November 14, 2005 -- How the U.S. stole $30 million from Saddam's chief money mover and then beat him to death. In one of the worst intelligence fiascoes carried out by the neo-con administration of Iraq under Paul "Jerry' Bremer, Saddam Hussein's chief money mover and financial adviser was beaten to death by US interrogators in Tikrit after the U.S. invasion. Sa'ad Hassan Ali, also known as Abu Seger, was the spitting image of Robert Young, the late white-haired actor who played Dr. Marcus Welby. Seger had other close connections to Saddam. Abu Seger's daughter, an engineer, designed and built Saddam's 50 palaces throughout Iraq.
As Saddam's chief financial adviser and money mover, Abu Seger, a man who was fluent in American-style English, knew where all the "financial skeletons" were buried -- details of Halliburton's involvement with the UN's Oil-for-Food program, the purchase by Iraq of VX nerve gas and other WMD components from US and British sources in the 1980s, and various counter-intelligence operations run by Saddam against the United States and Britain. Abu Seger was also one of Saddam's trusted counter-intelligence agents. It was Seger who Saddam sent to investigate the Iraqi Communist Party. Seger's western intelligence contacts must have given a green light to his determination that the Iraqi Communists were tied closely to Moscow -- intelligence that cued Saddam to wipe out the Iraqi Communists in 1985 -- during the height of American and Saudi support for the anti-communist Afghan mujaheddin, Nicaraguan contras, and UNITA guerrillas in Angola.
After Samara was occupied by US forces, it was discovered that Abu Seger lived in a home on the Tigris River just 200 yards from the main U.S. military position in the city. It did not take long for U.S. troops to break down Seger's door and haul him off to a detention center. Seger's wife Sada, an English teacher, and U.S. military intelligence officers were witnesses to what soon transpired.
U.S. forces discovered $30 million in plastic garbage bags in an armoire in Seger's bedroom. Contained in the bags was $14 million in US currency, $28 million in convertible Iraqi dinars,and $12 million in euros. Although the money was counted, signed for by two U.S. military witnesses,and transported to U.S. military headquarters in Samara, it was never seen again. A knowledgeable source present at the time revealed that the $30 million was stolen by U.S. authorities in Iraq.
What happened to the $30 million stolen by the US from Saddam's chief financial adviser in Samara?
Although Sada did not put up much of a fuss about the taking of the money, she did object when U.S. forces tried to take photos of her family members with Saddam.
Abu Seger, who suffered from high blood pressure, was taken to US military headquarters in Samara without his medication and a dangerous blood pressure reading of 210 over 180. One of the U.S. interrogators who had a pathological hatred for Arabs and Muslims was permitted to interrogate Seger. He beat Seger repeatedly. Although many U.S. intelligence agents viewed Seger as a valuable recruitment target, it was clear that he was a marked man for other U.S. military and contractor personnel with another agenda and another chain-of-command.

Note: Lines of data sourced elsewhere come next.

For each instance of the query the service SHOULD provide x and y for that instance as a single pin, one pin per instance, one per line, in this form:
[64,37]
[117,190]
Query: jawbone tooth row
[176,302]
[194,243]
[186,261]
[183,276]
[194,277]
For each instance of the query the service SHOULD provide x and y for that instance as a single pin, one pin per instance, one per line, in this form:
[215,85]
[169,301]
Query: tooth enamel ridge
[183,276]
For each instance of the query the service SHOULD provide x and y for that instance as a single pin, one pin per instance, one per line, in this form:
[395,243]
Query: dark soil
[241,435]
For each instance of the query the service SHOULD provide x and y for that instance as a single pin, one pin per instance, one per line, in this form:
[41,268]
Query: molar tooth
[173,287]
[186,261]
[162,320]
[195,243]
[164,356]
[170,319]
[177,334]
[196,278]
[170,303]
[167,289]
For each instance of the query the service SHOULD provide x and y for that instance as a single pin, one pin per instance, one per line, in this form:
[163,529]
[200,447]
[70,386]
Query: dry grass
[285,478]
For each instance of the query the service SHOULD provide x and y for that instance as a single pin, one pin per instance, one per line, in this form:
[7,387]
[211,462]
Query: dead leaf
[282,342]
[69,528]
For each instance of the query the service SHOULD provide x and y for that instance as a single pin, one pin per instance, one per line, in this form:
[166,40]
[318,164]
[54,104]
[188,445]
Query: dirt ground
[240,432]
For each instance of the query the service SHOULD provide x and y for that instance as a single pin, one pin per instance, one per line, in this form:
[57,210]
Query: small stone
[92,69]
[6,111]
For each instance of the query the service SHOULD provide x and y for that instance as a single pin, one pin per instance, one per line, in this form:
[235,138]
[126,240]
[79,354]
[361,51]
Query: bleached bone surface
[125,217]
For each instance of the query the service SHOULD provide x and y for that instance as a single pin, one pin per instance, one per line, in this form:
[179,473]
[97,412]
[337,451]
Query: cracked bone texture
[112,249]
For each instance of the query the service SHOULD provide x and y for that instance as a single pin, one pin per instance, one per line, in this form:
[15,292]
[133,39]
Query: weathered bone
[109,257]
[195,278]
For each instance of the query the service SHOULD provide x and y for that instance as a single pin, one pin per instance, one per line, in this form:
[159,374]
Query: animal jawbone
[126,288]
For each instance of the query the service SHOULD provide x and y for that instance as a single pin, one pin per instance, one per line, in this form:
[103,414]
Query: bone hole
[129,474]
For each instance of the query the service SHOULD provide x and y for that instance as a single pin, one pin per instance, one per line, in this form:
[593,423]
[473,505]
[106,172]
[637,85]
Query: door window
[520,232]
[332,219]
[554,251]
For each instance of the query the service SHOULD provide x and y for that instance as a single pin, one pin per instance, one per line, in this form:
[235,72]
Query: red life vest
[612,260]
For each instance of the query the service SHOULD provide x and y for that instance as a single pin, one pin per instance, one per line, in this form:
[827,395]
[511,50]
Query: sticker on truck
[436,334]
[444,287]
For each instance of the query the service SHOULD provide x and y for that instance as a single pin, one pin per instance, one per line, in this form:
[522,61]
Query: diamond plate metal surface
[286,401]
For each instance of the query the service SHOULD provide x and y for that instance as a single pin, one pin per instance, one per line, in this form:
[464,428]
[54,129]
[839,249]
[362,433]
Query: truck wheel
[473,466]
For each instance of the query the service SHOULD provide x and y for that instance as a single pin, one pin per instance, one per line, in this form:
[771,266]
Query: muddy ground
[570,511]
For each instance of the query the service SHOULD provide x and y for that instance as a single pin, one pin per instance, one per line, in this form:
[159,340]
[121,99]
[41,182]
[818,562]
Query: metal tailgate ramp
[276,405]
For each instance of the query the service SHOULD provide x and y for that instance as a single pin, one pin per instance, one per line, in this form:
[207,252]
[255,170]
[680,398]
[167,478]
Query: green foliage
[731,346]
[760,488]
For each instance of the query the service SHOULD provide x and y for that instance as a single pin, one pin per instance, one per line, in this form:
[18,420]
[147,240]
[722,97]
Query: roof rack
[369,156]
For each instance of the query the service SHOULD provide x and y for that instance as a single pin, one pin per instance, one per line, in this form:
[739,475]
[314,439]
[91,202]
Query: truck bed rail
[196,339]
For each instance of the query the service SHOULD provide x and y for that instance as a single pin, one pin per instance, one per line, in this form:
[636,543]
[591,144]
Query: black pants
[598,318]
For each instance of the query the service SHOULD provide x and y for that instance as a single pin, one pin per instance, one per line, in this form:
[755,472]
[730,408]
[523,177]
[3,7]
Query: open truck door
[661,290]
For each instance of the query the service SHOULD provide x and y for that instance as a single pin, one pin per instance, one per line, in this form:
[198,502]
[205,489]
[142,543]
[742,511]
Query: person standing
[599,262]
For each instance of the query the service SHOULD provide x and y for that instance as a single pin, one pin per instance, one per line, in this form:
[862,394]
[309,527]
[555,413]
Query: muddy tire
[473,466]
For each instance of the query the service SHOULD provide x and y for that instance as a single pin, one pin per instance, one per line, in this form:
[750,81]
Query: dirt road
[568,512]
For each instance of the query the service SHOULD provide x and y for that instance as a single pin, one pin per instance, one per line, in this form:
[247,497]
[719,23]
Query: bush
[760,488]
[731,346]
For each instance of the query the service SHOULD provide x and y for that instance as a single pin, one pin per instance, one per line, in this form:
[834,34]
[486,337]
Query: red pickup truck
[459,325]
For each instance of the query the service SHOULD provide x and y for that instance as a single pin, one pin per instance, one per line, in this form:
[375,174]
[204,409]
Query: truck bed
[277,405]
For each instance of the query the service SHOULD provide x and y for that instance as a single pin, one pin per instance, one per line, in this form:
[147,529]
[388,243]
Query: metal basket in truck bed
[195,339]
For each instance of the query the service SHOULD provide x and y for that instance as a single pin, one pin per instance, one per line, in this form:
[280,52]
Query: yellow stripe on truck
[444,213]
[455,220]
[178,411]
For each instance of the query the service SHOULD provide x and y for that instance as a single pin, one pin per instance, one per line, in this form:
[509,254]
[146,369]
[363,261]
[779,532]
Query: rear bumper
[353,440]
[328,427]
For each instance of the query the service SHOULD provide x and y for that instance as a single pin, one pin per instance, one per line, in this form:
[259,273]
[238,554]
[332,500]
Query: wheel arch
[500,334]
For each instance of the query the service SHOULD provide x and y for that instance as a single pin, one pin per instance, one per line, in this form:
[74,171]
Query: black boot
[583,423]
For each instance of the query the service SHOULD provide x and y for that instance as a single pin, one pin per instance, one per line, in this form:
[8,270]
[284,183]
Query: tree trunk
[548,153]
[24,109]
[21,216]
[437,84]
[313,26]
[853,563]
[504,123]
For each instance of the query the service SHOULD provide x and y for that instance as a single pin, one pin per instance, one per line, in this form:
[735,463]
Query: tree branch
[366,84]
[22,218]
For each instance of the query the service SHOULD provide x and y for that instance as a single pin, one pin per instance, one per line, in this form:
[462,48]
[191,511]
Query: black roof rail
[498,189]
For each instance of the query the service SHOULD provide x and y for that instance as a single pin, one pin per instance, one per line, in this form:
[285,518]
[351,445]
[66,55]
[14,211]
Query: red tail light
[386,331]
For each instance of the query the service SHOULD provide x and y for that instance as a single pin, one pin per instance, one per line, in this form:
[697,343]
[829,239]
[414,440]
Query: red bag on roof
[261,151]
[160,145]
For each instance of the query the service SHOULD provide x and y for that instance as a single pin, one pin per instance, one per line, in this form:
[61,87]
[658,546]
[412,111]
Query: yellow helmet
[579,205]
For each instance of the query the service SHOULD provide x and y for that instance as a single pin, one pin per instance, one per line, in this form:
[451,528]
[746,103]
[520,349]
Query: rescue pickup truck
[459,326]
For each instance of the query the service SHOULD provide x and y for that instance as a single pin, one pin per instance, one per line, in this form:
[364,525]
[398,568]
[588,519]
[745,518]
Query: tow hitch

Seger knew too much about Iraq's past dealings with the Reagan, Bush 1, and Bush 2 administrations. Seger was quickly ordered transferred from Samara to Saddam's black marble palace in Tikrit. In Tikrit, against the direct orders from a U.S. military intelligence team, Seger was placed in the same room with one of the most feared men in Iraq -- Saddam's lead international assassin. That bit of psychological warfare was obviously meant to increase Seger's blood pressure to the point his death could be attributed to "natural causes." It took several contentious meetings to get the assassin removed from the detention room. Soon, Sada was permitted to deliver blood pressure medicine to her husband. The trip from Samara to Tikrit would be for naught. Suffering from the repeated beatings by U.S. torturers, Seger died in captivity the day after Sada delivered her husband's blood pressure medicine to the black marble palace in Tikrit.
However, Seger left one important legacy that will haunt the United States for years to come. Seger's daughter, the engineer who built Saddam's palaces, managed to gain control of the $9 billion that Saddam's son-in-law, Kamal Hussein, managed to spirit out of Iraq when he defected to Jordan. Mademoiselle Seger, a woman about 35 years of age, is now in charge of funding the Iraq insurgency with a bankroll that could be as high as $12 billion. The money is funneled into the Sunni Triangle from banks in Western Europe. Most of the money went to Izzat Ibrahim al Douri, Saddam's one-time confidante who became leader of the Iraqi resistance. However, since his recent death from leukemia, the money for the resistance will be filtered to other resistance leaders in the field. And Mlle. Seger's importance to the resistance will certainly increase. As if out of a John Le Carre novel, much of the money is actually laundered through a barber shop on Baghdad's Haifa Street, an area that is considered so dangerous for U.S. occupiers that it is an official "no go zone."